At the center’s door, he hesitated.
“Olivia,” he said.
“Yeah,” she said.
“If this leak blows back on you… if someone tries to say you’re… biased because you ‘went easy on me’—” his mouth twisted on the phrase, “—I’ll go on record. Say you pushed harder than anyone.”
“I can handle my own reputational damage,” she said.
“I know,” he said. “But… fault tolerance, remember? Backups.”
Her chest warmed, despite the chill.
“Go home, Jake,” she said. “Sleep.”
“You too,” he said.
She watched him walk down the block, shoulders hunched against the wind.

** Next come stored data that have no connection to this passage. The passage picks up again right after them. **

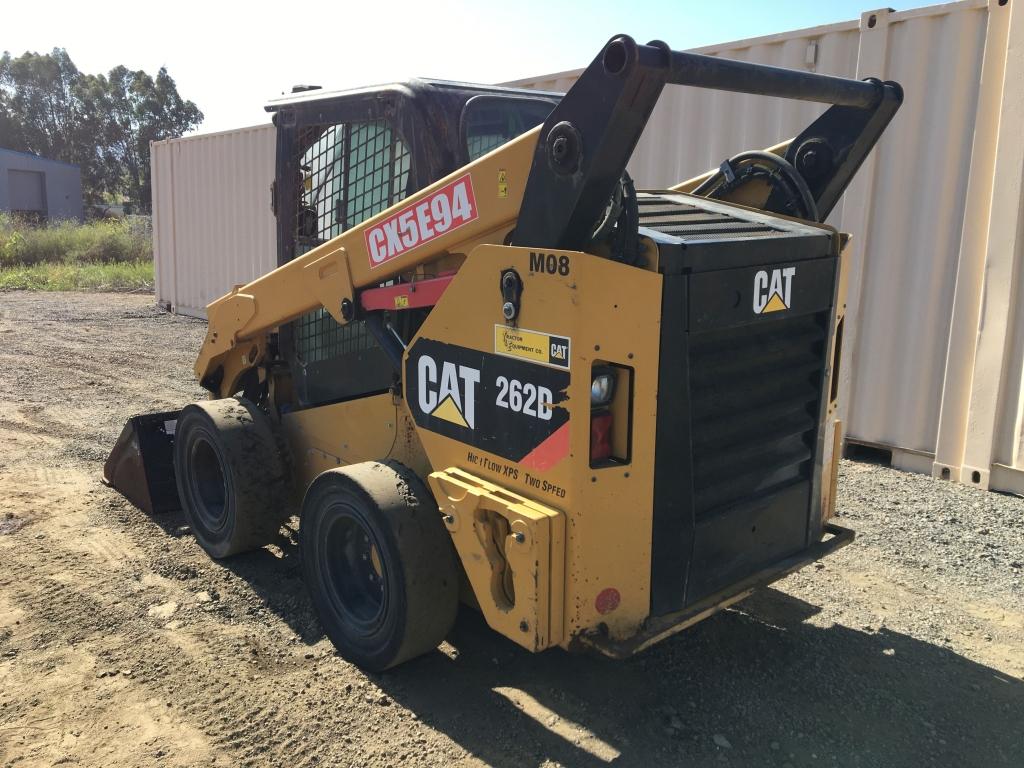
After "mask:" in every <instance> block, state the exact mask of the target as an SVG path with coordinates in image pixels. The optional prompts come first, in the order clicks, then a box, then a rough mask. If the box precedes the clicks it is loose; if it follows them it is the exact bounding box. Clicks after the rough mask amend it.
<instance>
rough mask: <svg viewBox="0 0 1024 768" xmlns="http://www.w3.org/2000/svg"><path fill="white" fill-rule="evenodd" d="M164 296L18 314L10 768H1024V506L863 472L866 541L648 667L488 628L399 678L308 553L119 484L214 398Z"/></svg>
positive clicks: (4, 632) (7, 318)
mask: <svg viewBox="0 0 1024 768" xmlns="http://www.w3.org/2000/svg"><path fill="white" fill-rule="evenodd" d="M203 333H204V324H202V323H200V322H197V321H193V319H189V318H185V317H174V316H170V315H167V314H164V313H162V312H159V311H158V310H157V309H156V308H155V307H154V306H153V297H152V296H125V295H101V294H96V295H87V294H49V295H46V294H39V295H33V294H17V293H12V294H0V766H4V767H7V766H17V767H18V768H23V767H26V766H54V765H73V766H95V767H99V766H103V767H106V766H162V767H165V766H196V765H219V766H239V765H241V766H264V765H266V766H290V767H291V766H396V767H397V766H444V765H460V766H478V765H494V766H502V767H505V766H508V767H512V766H555V765H563V766H604V765H615V766H644V768H650V767H651V766H666V765H679V766H706V765H708V766H718V765H735V766H794V767H796V766H885V767H886V768H890V767H892V766H897V767H898V766H907V767H910V766H914V767H916V766H956V767H957V768H961V767H964V766H1018V767H1019V766H1022V765H1024V681H1022V676H1024V575H1022V561H1024V502H1022V501H1021V500H1019V499H1016V498H1013V497H1008V496H1001V495H996V494H984V493H981V492H978V490H975V489H972V488H966V487H962V486H957V485H952V484H949V483H943V482H941V481H934V480H932V479H930V478H927V477H923V476H919V475H910V474H904V473H900V472H895V471H893V470H890V469H888V468H885V467H879V466H872V465H868V464H861V463H850V462H844V465H843V471H842V480H841V481H842V489H841V495H840V508H841V509H842V510H843V511H844V512H845V513H846V518H845V520H846V523H847V524H849V525H851V526H853V527H855V528H857V530H858V534H859V537H858V540H857V541H856V542H855V543H854V544H853V545H851V546H850V547H848V548H846V549H844V550H842V551H841V552H840V553H839V554H837V555H836V556H834V557H831V558H829V559H828V560H827V561H825V562H822V563H818V564H817V566H815V567H809V568H807V569H805V570H804V571H802V572H800V573H798V574H795V575H793V577H791V578H788V579H786V580H784V581H782V582H780V583H778V584H777V585H775V586H774V588H771V589H766V590H764V591H763V592H761V593H759V594H757V595H755V596H754V597H752V598H750V599H749V600H746V601H744V602H742V603H740V604H739V605H738V606H737V607H736V608H735V609H733V610H728V611H726V612H723V613H720V614H718V615H716V616H715V617H713V618H711V620H709V621H707V622H705V623H702V624H700V625H698V626H697V627H694V628H693V629H691V630H689V631H687V632H685V633H683V634H681V635H679V636H677V637H675V638H673V639H670V640H669V641H667V642H665V643H662V644H660V645H658V646H655V647H654V648H653V649H651V650H649V651H648V652H646V653H644V654H642V655H640V656H637V657H635V658H633V659H631V660H628V662H617V663H616V662H610V660H605V659H601V658H594V657H589V656H583V655H569V654H566V653H563V652H561V651H558V650H555V651H548V652H546V653H543V654H540V655H530V654H528V653H526V652H525V651H522V650H520V649H519V648H518V647H517V646H515V645H513V644H512V643H510V642H508V641H506V640H504V639H502V638H501V637H499V636H498V635H496V634H494V633H492V632H490V631H489V630H487V628H486V627H485V626H484V624H483V623H482V621H481V620H480V617H479V616H478V615H475V614H473V613H472V612H471V611H468V610H463V612H462V615H461V616H460V620H459V622H458V624H457V627H456V629H455V631H454V633H453V635H452V637H451V639H450V642H447V643H445V644H444V645H442V646H441V648H440V649H439V650H438V651H437V652H435V653H431V654H429V655H427V656H425V657H423V658H421V659H418V660H416V662H414V663H411V664H409V665H407V666H404V667H402V668H400V669H398V670H395V671H392V672H389V673H387V674H384V675H376V676H374V675H366V674H364V673H361V672H360V671H358V670H357V669H355V668H353V667H351V666H350V665H348V664H347V663H345V662H344V660H342V659H341V658H339V657H338V656H337V655H336V654H335V653H334V651H333V648H332V646H331V644H330V643H329V641H328V640H327V639H326V638H325V637H324V635H323V632H322V630H321V628H319V626H318V624H317V622H316V618H315V616H314V615H313V613H312V610H311V608H310V604H309V601H308V599H307V597H306V593H305V591H304V588H303V586H302V583H301V580H300V575H299V565H298V562H297V560H298V558H297V554H296V547H295V541H294V536H293V537H291V538H289V539H285V538H283V539H282V542H281V546H280V547H270V548H267V549H265V550H261V551H258V552H255V553H251V554H248V555H243V556H240V557H237V558H233V559H231V560H230V561H228V562H224V563H216V562H212V561H211V560H209V559H208V558H207V557H206V556H205V555H204V553H203V552H202V551H201V550H200V548H199V547H198V545H197V544H196V542H195V540H194V539H193V537H191V536H190V535H189V532H188V529H187V526H186V525H185V521H184V519H183V517H182V516H181V514H180V513H175V514H170V515H164V516H160V517H157V518H155V519H154V518H151V517H147V516H146V515H144V514H143V513H141V512H139V511H138V510H136V509H134V508H133V507H131V506H130V505H129V504H128V503H127V502H125V501H124V500H123V499H122V498H121V497H119V496H118V495H117V494H116V493H114V492H113V490H111V489H109V488H105V487H103V486H102V485H101V484H100V483H99V474H100V467H101V464H102V462H103V460H104V459H105V456H106V453H108V451H109V449H110V446H111V445H112V444H113V442H114V440H115V438H116V437H117V435H118V433H119V431H120V429H121V426H122V424H123V422H124V420H125V417H127V416H129V415H131V414H134V413H138V412H145V411H151V410H160V409H168V408H176V407H179V406H181V404H183V403H185V402H187V401H189V400H191V399H195V398H197V397H198V396H200V394H201V392H200V390H199V388H198V386H197V385H196V384H195V382H194V381H193V377H191V364H193V360H194V357H195V353H196V350H197V349H198V346H199V343H200V340H201V338H202V335H203Z"/></svg>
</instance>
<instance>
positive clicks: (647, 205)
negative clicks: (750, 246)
mask: <svg viewBox="0 0 1024 768" xmlns="http://www.w3.org/2000/svg"><path fill="white" fill-rule="evenodd" d="M637 203H638V204H639V208H640V226H646V227H648V228H650V229H656V230H657V231H659V232H662V233H664V234H669V236H671V237H673V238H679V239H680V240H683V241H694V242H695V241H701V240H736V239H740V240H749V239H751V238H773V237H786V236H788V234H790V232H786V231H783V230H780V229H775V228H774V227H771V226H768V225H767V224H763V223H761V222H759V221H746V220H744V219H740V218H737V217H735V216H731V215H729V214H727V213H719V212H717V211H706V210H702V209H700V208H697V207H696V206H692V205H688V204H686V203H681V202H678V201H677V200H675V199H669V198H665V197H662V196H659V195H645V194H640V195H638V196H637Z"/></svg>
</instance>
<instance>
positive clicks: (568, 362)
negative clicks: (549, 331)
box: [495, 325, 570, 369]
mask: <svg viewBox="0 0 1024 768" xmlns="http://www.w3.org/2000/svg"><path fill="white" fill-rule="evenodd" d="M569 344H570V340H569V338H568V337H567V336H552V335H551V334H546V333H543V332H541V331H528V330H527V329H525V328H509V327H508V326H502V325H495V352H497V353H498V354H504V355H505V356H506V357H518V358H520V359H524V360H530V361H531V362H541V364H543V365H545V366H552V367H554V368H564V369H567V368H568V367H569Z"/></svg>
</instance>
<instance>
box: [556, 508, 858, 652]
mask: <svg viewBox="0 0 1024 768" xmlns="http://www.w3.org/2000/svg"><path fill="white" fill-rule="evenodd" d="M824 534H825V537H826V538H824V539H822V540H821V541H820V542H818V543H817V544H814V545H812V546H810V547H808V548H807V549H805V550H803V551H801V552H798V553H797V554H796V555H793V556H791V557H787V558H785V559H783V560H779V561H778V562H776V563H774V564H773V565H771V566H769V567H767V568H764V569H762V570H760V571H758V572H757V573H754V574H753V575H750V577H748V578H746V579H743V580H741V581H739V582H736V583H735V584H733V585H730V586H729V587H727V588H726V589H724V590H721V591H719V592H717V593H715V594H714V595H711V596H710V597H707V598H705V599H703V600H700V601H699V602H697V603H694V604H693V605H690V606H687V607H686V608H684V609H683V610H679V611H675V612H673V613H666V614H665V615H659V616H651V617H650V618H648V620H647V622H646V623H645V624H644V626H643V628H642V629H641V630H640V631H639V632H638V633H637V634H635V635H633V636H632V637H631V638H629V639H627V640H617V641H616V640H612V639H610V638H608V637H607V636H605V635H603V634H600V633H591V634H586V635H581V636H580V637H579V638H578V640H577V643H574V644H578V645H580V646H583V647H585V648H592V649H594V650H597V651H599V652H600V653H603V654H604V655H607V656H611V657H612V658H626V657H628V656H631V655H633V654H634V653H638V652H639V651H641V650H643V649H644V648H647V647H649V646H651V645H653V644H654V643H656V642H659V641H662V640H665V639H666V638H667V637H670V636H672V635H674V634H676V633H677V632H681V631H682V630H684V629H686V628H687V627H690V626H692V625H694V624H696V623H697V622H700V621H702V620H705V618H707V617H708V616H710V615H712V614H713V613H716V612H718V611H719V610H722V609H723V608H726V607H728V606H730V605H732V604H733V603H736V602H739V601H740V600H742V599H743V598H744V597H748V596H749V595H750V594H751V593H752V592H754V590H755V589H757V588H758V587H765V586H767V585H769V584H771V583H772V582H776V581H778V580H779V579H782V578H783V577H786V575H788V574H790V573H793V572H794V571H797V570H800V569H801V568H802V567H804V566H805V565H808V564H810V563H812V562H814V561H815V560H820V559H821V558H822V557H826V556H827V555H830V554H831V553H833V552H835V551H836V550H838V549H841V548H842V547H845V546H846V545H848V544H849V543H850V542H852V541H853V539H854V531H853V530H851V529H849V528H844V527H842V526H840V525H836V524H834V523H825V526H824Z"/></svg>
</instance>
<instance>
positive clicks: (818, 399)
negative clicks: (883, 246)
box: [690, 313, 827, 520]
mask: <svg viewBox="0 0 1024 768" xmlns="http://www.w3.org/2000/svg"><path fill="white" fill-rule="evenodd" d="M826 326H827V315H826V314H825V313H817V314H805V315H798V316H793V317H786V318H782V319H773V321H768V322H763V323H759V324H757V325H755V326H742V327H738V328H727V329H723V330H717V331H709V332H705V333H698V334H691V335H690V397H691V408H692V414H693V426H692V429H693V432H692V440H693V442H692V445H693V493H694V516H695V518H696V519H697V520H700V519H707V518H709V517H713V516H715V515H716V514H719V513H722V512H725V511H727V510H728V509H729V508H731V507H734V506H735V505H737V504H740V503H741V502H743V501H745V500H748V499H750V498H752V497H758V498H763V497H764V496H766V495H769V494H773V493H776V492H778V490H782V489H783V488H785V487H787V486H790V485H792V484H794V483H797V482H806V481H809V480H810V479H811V475H812V472H813V459H814V441H815V439H816V427H817V420H818V411H819V406H820V395H821V382H822V376H823V374H824V370H823V365H824V364H823V360H824V356H825V354H824V348H825V344H826Z"/></svg>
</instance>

In her pocket, her phone buzzed.
A new email.
Subject: **Ethics Committee Meeting – Thursday**
Her stomach dropped.
This, she realized, as she hit the icy sidewalk, was what load felt like.
When every system—grid, paper, body, heart—was pushed right to the edge of what it could handle.
Fault tolerance could only take you so far.
At some point, something had to give.